2 KLACHT 2.1 De klacht houdt, zakelijk weergegeven, in dat verweerder tuchtrechtelijk verwijtbaar heeft gehandeld als bedoeld in artikel 46 Advocatenwet door zijn klacht tegen een advocaat niet tijdig door te sturen aan de Raad van Discipline na sluiting van het vooronderzoek.

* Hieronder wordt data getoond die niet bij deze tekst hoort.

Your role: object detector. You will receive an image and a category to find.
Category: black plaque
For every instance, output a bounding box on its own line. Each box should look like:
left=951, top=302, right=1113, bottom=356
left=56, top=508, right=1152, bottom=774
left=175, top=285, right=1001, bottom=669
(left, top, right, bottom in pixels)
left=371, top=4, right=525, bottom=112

3 VERWEER 3.1 Verweerder heeft tegen de klacht onder meer het volgende verweer gevoerd. Er was een aantal bijzondere omstandigheden, dat heeft gemaakt dat het verzenden van de aanbiedingsbrief langer heeft geduurd dan gebruikelijk. De stafmedewerker moest de werkzaamheden van twee uitgevallen medewerkers overnemen, de lockdownmaatregelen hadden nadelige gevolgen voor de werkzaamheden binnen het bureau en het betrof een in alle opzichten bewerkelijke aanbiedingsbrief. Verweerder heeft zijn excuses voor de vertraging aan klager aangeboden. Verweerder heeft nooit aan klager medegedeeld dat de klacht binnen een bepaalde periode zou worden voorgelegd aan de raad van discipline noch heeft hij ter zake een toezegging gedaan. Klager heeft zelf ook niet aan de bel getrokken.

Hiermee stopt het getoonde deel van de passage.